2010-12-11

[メモ]MinGW/MSYS 環境で Kyoto Cabinet Core & Java バインディングをビルドする

Posted on 2010-12-11, 2:26 in
本家から Windows 版がでた今となっては全く不要な記事となりましたが、せっかく書いたので残しておきます。

対象バージョン


1. 準備

Kyoto Cabinet のビルドを始める前に、依存ライブラリ regex と zlib をビルド&インストールする必要があります。

1.1 regex のビルド・インストール

上記 URL からダウンロードした regex の tarball を展開し、展開先ディレクトリにて
$ ./configure
$ make
 を実行します。make が終わったら、スタティックな libregex.a を作るため、
$ rm libregex.a
$ ar rcs libregex.a regex.o
 とします。その後、
$ make install
を実行し、regex のビルド・インストールは完了です。

1.2 zlib のビルド・インストール

zlib の tarball を展開した先のディレクトリにて、
$ make -f win32/Makefile.gcc
とし、Windows/gcc 環境用の Makefile を用いて make します。インストールの際は以下のように、事前に INCLUDE_PATH、LIBRARY_PATH の環境変数を定義する必要があります。
$ export INCLUDE_PATH=/usr/local/include
$ export LIBRARY_PATH=/usr/local/lib
$ make -f win32/Makefile.gcc install
以上で準備は完了です。

2. Kyoto Cabinet core library のビルド・インストール

g++ に渡すオプションを、以下のとおり定義します。
$ export CPPFLAGS=-D_WIN32_WINNT=0x0501
あとは、kyotocabinet の tarball 展開先ディレクトリにて、
$ ./configure
$ make
$ make check
$ make install
として、ビルド&インストールが完了します。

3. Kyoto Cabinet Java バインディングのビルド・インストール

3.1 準備

Kyoto Cabinet Java バインディングをビルドする前に、JDK をインストールした先のディレクトリの情報を MSYS の fstab ファイルに追記する必要があります。

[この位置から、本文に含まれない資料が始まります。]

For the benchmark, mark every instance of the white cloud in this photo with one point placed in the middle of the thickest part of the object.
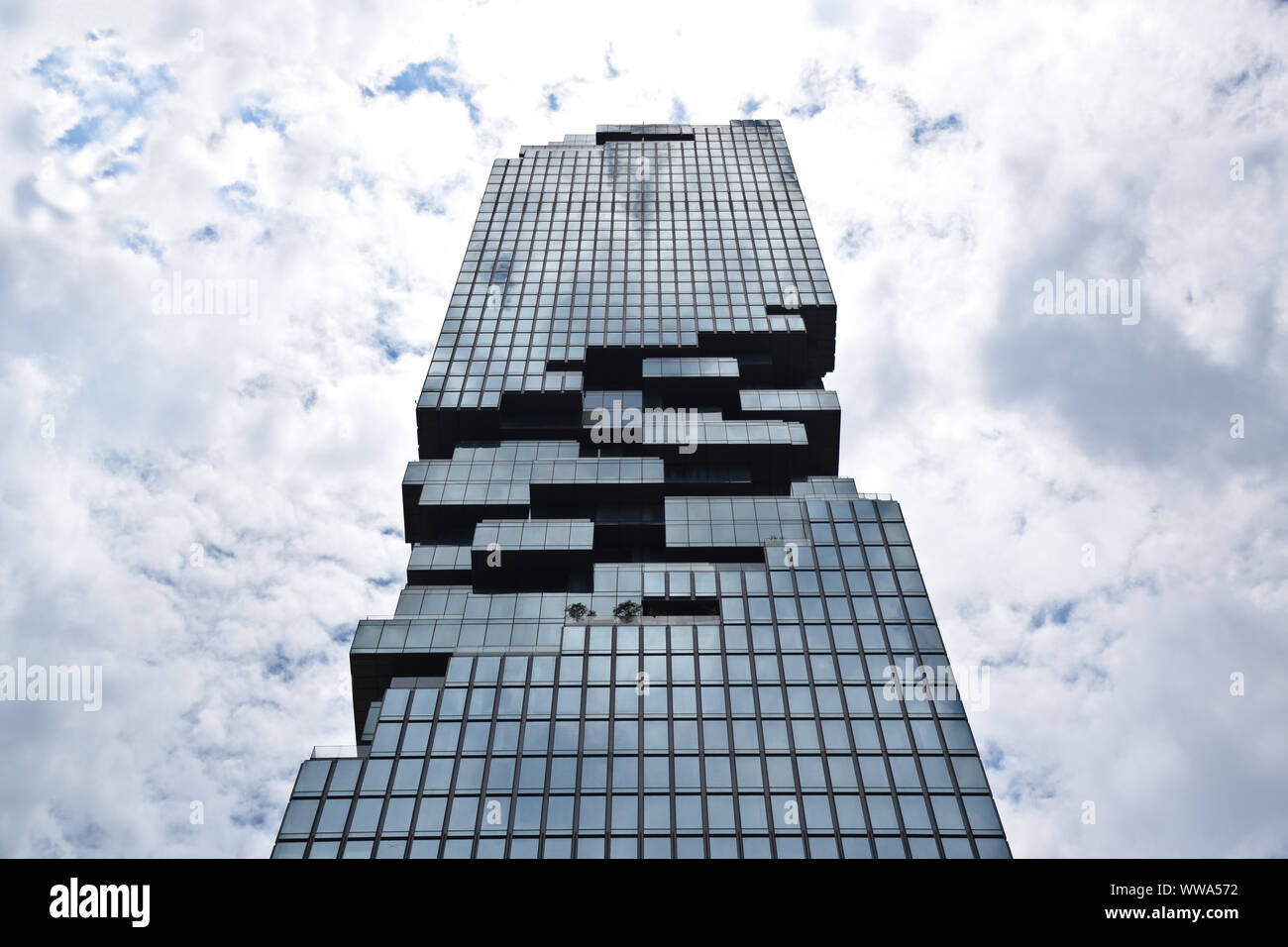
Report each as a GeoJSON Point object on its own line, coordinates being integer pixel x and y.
{"type": "Point", "coordinates": [951, 158]}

fstab ファイルは、(MinGW のインストールルート)\msys\1.0\etc ディレクトリに配置されています。以下は、"C:\Program Files\Java" ディレクトリに JDK をインストールした場合の追記内容の例です。
C:\Progra~1\Java\jdk1.6.0_18 /java
上記のように、JDK をインストールした先のパスの途中に空白を含むディレクトリが存在する場合、チルダ ~ を使ってそのディレクトリ名を表記する必要があるようです(ダブルクォーテーションで括っても、MSYS は認識してくれません)。

3.2 ビルド&インストール

./configure を実行する前に、環境変数 JAVA_HOME を定義し (直し) ます。
$ export JAVA_HOME=/java
JAVA_HOME を定義したら kyotocabinet-java の tarball 展開先で
$ ./configure
とします。./configure が完了したら、出力された Makefile を一部修正します。以下のようにターゲット libjkyotocabinet.so.$(LIBVER).$(LIBREV).0 の内容に、jkyotocabinet.dll を生成するためのコマンドを追記します。
libjkyotocabinet.so.$(LIBVER).$(LIBREV).0 : $(LIBOBJFILES)
 $(CXX) $(CXXFLAGS) -shared -Wl,-soname,libjkyotocabinet.so.$(LIBVER) -o $@ \
   $(LIBOBJFILES) $(LDFLAGS) $(LIBS)
 ##### 以下の2行を追記する #####
 $(CXX) $(CXXFLAGS) -shared -Wl,--kill-at -Wl,-soname,jkyotocabinet.dll -o jkyotocabinet.dll \
   $(LIBOBJFILES) $(LDFLAGS) $(LIBS)
本来なら CPPFLAGS などの環境変数で解決したい内容なのですが、何故か kyotocabinet-java の ./configure では環境変数が反映されないようなので、やむを得ずこのような work around をしています。さて、Makefile の編集が終わったところで、
$ make
$ make check
とします。なお、make check は
make DBNAME="*" RNUM="10000" check-each
のテストの実行時にエラーになってしまうようです。この問題はまだ解消できていませんが、普通に利用する分には支障はないのかな、と思います。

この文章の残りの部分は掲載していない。